How do you decide when to switch systems? Some benchmarks to watch out for:

  • International expansion — Does your current stack support international transactions?

  • Revenue — Can your system handle your transaction volume as you grow?

  • Headcount — Are the fees you’re paying for solutions aligned with your needs?

Ultimately, though, the right time is when you have time.

Some circumstances are good catalysts for upgrading your stack, but those growth markers won’t always align with the moments your team has time to properly implement a new system.

Jason says you’ll need to think about upgrading from a simple system like QuickBooks to something that can support more complicated functions when you reach around $10 million in recurring revenue.

So you should look ahead to that future now. If you’re at $5 million now but expect to reach $10 million in a year, plan time in the next year for your upgrade. Your capabilities might be a little ahead of your actual volume for a few months — but that’s far better than falling behind.

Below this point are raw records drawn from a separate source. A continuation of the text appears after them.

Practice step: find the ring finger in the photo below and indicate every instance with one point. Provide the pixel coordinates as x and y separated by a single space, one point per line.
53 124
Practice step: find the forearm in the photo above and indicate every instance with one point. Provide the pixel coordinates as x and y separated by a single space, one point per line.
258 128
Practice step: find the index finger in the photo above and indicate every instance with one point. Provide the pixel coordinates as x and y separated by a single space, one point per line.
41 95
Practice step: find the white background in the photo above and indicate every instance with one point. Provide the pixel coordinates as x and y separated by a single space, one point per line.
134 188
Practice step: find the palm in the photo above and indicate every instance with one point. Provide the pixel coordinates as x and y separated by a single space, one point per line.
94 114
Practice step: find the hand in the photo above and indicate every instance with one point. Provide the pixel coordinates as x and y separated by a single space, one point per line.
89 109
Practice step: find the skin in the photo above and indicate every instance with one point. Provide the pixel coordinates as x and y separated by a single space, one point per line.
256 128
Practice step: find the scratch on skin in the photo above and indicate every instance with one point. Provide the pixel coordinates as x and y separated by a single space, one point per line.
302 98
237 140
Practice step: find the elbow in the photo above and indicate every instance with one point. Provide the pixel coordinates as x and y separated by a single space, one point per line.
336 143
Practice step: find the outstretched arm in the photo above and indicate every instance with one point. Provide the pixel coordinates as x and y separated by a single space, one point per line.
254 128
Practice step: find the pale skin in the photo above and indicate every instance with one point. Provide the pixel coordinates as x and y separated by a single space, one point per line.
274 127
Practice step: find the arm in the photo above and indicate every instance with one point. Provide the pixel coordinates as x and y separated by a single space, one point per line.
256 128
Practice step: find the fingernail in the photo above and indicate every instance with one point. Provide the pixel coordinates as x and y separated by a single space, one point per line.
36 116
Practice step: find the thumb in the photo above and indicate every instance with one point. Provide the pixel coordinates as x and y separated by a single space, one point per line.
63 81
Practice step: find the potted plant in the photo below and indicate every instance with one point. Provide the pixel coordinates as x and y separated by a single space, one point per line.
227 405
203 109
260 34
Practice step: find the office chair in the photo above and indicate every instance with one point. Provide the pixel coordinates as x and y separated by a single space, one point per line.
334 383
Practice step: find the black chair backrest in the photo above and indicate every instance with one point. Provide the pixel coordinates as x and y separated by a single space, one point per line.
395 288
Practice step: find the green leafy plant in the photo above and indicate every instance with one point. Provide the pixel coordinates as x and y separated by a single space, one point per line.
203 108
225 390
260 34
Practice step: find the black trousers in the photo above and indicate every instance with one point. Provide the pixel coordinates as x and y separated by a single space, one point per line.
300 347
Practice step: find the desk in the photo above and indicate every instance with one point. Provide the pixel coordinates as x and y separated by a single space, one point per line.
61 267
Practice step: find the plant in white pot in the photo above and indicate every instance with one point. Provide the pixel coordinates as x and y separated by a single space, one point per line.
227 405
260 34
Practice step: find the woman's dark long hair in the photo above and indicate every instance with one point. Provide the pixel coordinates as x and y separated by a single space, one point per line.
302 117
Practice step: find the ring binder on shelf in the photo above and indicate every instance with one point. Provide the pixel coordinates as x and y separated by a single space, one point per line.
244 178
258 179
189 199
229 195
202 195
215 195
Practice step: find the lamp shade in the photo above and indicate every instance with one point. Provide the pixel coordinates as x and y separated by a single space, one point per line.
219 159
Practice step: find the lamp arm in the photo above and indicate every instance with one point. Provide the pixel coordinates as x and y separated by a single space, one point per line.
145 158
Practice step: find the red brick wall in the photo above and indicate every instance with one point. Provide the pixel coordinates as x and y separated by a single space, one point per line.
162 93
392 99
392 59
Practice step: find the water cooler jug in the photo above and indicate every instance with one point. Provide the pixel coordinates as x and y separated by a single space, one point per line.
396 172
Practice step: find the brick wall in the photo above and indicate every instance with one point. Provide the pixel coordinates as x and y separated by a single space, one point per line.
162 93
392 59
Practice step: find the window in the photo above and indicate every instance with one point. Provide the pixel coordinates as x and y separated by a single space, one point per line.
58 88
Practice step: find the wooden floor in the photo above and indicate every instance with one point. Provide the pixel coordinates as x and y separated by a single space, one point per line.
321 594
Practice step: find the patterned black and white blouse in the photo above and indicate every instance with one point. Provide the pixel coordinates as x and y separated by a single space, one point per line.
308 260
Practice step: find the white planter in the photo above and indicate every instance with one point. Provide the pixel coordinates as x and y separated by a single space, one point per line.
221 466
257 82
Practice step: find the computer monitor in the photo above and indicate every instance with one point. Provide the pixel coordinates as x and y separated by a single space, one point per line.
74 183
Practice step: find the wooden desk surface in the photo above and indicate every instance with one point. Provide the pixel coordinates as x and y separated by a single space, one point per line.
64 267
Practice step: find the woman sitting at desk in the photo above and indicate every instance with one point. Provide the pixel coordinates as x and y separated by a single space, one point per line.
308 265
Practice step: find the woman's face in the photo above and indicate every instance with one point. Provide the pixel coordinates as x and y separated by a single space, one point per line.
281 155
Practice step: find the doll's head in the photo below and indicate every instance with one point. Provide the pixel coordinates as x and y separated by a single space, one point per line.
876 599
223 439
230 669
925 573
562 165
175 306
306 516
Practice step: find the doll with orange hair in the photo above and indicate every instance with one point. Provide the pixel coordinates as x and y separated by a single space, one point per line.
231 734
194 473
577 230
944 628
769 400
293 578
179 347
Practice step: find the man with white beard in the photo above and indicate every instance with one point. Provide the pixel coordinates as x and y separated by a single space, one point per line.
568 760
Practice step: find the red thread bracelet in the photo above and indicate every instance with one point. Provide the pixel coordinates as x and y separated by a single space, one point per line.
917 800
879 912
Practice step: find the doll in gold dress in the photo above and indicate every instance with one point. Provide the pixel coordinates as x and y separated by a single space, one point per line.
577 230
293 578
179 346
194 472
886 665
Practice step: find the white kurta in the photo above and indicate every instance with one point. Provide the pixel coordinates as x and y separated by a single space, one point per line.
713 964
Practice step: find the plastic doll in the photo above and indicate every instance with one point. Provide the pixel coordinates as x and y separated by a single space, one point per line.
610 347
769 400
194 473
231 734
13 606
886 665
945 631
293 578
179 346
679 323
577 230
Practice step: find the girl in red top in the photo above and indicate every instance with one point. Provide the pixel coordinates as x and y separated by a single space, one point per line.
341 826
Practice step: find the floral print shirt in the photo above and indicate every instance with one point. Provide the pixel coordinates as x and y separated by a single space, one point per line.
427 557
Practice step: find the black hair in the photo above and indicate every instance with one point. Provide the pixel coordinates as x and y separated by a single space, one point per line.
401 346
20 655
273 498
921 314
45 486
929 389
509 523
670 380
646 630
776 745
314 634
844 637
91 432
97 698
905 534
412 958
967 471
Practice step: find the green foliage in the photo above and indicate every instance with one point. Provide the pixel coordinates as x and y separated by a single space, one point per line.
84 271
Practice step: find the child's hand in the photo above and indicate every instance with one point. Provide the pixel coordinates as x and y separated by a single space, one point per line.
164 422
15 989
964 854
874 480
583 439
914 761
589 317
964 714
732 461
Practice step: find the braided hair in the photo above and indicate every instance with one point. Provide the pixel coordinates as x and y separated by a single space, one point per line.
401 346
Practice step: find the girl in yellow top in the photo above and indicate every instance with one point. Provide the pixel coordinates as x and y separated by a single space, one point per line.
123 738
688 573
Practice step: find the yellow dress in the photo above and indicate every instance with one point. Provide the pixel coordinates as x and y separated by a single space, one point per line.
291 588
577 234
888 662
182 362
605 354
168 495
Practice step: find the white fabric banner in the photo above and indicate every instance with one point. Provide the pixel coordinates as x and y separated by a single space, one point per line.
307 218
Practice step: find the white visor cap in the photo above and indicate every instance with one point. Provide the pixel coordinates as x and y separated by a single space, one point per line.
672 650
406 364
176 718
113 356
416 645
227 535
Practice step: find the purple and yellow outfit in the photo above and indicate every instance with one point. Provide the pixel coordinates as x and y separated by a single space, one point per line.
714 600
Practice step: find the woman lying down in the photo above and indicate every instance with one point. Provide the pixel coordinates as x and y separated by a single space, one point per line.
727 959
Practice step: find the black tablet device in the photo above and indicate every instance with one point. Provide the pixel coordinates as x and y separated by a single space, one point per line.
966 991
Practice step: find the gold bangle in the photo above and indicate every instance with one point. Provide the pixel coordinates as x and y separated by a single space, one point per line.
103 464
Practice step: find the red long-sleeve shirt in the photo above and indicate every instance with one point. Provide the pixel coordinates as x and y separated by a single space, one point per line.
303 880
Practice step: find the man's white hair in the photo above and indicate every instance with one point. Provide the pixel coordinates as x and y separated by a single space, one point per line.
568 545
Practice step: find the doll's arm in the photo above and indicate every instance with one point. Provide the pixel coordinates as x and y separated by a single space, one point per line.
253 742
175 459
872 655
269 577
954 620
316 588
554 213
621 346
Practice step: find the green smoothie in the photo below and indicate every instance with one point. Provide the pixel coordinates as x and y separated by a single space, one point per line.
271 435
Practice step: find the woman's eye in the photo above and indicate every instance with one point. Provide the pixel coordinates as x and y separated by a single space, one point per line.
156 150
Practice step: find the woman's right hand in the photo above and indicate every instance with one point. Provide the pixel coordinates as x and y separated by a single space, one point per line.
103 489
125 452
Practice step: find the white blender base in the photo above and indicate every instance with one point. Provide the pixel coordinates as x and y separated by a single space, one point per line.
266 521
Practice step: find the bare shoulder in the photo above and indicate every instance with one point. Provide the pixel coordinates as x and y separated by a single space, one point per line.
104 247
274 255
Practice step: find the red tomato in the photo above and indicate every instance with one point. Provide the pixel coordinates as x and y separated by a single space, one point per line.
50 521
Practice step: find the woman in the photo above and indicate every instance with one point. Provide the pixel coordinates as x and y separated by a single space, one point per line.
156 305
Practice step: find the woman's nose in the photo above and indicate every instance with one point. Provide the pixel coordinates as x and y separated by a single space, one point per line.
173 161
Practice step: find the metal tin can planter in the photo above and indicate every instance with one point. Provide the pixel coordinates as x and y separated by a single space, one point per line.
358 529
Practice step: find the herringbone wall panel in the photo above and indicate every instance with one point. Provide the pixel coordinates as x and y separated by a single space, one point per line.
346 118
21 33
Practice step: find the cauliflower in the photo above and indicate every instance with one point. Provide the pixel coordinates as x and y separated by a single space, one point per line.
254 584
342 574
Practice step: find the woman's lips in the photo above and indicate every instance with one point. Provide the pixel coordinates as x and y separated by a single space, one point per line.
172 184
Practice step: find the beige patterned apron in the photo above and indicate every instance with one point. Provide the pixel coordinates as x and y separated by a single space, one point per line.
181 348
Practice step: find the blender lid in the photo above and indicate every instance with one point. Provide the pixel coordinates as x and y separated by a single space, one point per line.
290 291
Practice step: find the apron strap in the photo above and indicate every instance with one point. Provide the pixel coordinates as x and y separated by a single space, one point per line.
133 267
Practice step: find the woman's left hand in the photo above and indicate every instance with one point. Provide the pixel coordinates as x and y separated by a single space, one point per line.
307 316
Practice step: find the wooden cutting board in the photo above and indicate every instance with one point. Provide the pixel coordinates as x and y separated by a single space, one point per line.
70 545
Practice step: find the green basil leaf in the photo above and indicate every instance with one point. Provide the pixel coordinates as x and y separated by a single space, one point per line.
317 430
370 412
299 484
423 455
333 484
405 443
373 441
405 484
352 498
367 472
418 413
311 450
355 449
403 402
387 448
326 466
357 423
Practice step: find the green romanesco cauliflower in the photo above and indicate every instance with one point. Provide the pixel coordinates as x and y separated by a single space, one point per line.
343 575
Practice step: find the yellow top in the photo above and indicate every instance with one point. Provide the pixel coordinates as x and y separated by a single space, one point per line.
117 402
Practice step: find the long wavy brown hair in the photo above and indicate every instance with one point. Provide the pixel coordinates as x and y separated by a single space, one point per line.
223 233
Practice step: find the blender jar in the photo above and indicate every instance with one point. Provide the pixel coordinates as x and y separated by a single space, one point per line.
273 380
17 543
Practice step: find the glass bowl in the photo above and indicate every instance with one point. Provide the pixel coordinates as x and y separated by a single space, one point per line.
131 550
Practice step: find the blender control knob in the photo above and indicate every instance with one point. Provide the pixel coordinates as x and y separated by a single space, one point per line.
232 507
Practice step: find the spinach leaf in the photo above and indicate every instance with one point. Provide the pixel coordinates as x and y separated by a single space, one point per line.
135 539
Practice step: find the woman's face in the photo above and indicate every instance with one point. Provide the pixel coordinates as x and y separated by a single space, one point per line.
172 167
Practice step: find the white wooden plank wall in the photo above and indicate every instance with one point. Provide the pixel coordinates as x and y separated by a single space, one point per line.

“If you can do something earlier, that's always my suggestion,” Jason says. “It's better to do it earlier than late.”

Should you build or buy?

The best way to evaluate whether any software will work for your business is to talk to others who’ve used it. Rely on others in your industry who’ve been where you are and can help you untangle sales pitches and discover the real value of various solutions.

“Any solution you can have, someone's going to be able to sell it to you and tell you it's the best thing ever,” Jason points out, “but until you talk to someone who's actually used it in practice, that's when you get a real sense of it.”

You might decide none of the out-of-the-box solutions seem right and instead build your own. Be prepared for the added time that’ll take.

Jason shared the example of his experience at Lattice, where they’ve built a custom billing solution to handle expansions. It’s a great solution, but, he says, “I wish we had looked at it a year ago.”

A custom solution requires engineering resources, which means you’ll have to work around the other demands put on your dev team as the business grows — and, usually, finance team needs get deprioritized.

3. Favor an open ecosystem

A lot of common processes in the finance function leak into spreadsheets when they should really be handled through a more sophisticated system. Consider these most common:

  • Deferred revenue: Because this is very simple, it often just falls into a spreadsheet. That’s easy when your business has 10 or 20 deals. But what happens when you’re trying to track 100 or 200? When you can’t even open the spreadsheet without crashing your computer because its processing power can’t handle thousands of rows of data? As revenue grows, this function should move to a dedicated tool.

  • Expense management: Issuing company credit cards and handling reimbursements is simple when you have a few employees. But it becomes complicated and time-consuming when you reach 50 or 100 employees. Find software to manage these processes automatically and free up your time.

Jason made a clear case for systemization, citing Lattice’s workload.

He estimates the company’s collection rate is around 90%, which is pretty good. You might look at that and think a simple system is all you need.

But consider the fact that they process around 1,000 invoices per month. Even with a high collection rate, they’re left with 100 past-due invoices to manage every month. Your finance team can’t manage that workload through manual emails.

That’s why they knew they needed to upgrade and leave the spreadsheet behind.

“You can imagine sending over 100 emails, having to track that, having a spreadsheet,” Jason says. 

Layer on top of that the multiple touch points throughout the company — sales people and customer success reps following up with customers at various points in the process. The communication load becomes outlandish.

Now with systematized collections through Upflow, they’re able to automatically send custom messages to follow up on past-due invoices, and automatically keep track of all accounts receivable and communications in one place for all teams to reference.

“We all have payroll, we’re all issuing invoices, we're all paying bills. So don't think you're alone,” Jason says. “Almost everyone handled those things out of spreadsheets when they first started, but eventually it just became too much to manage.”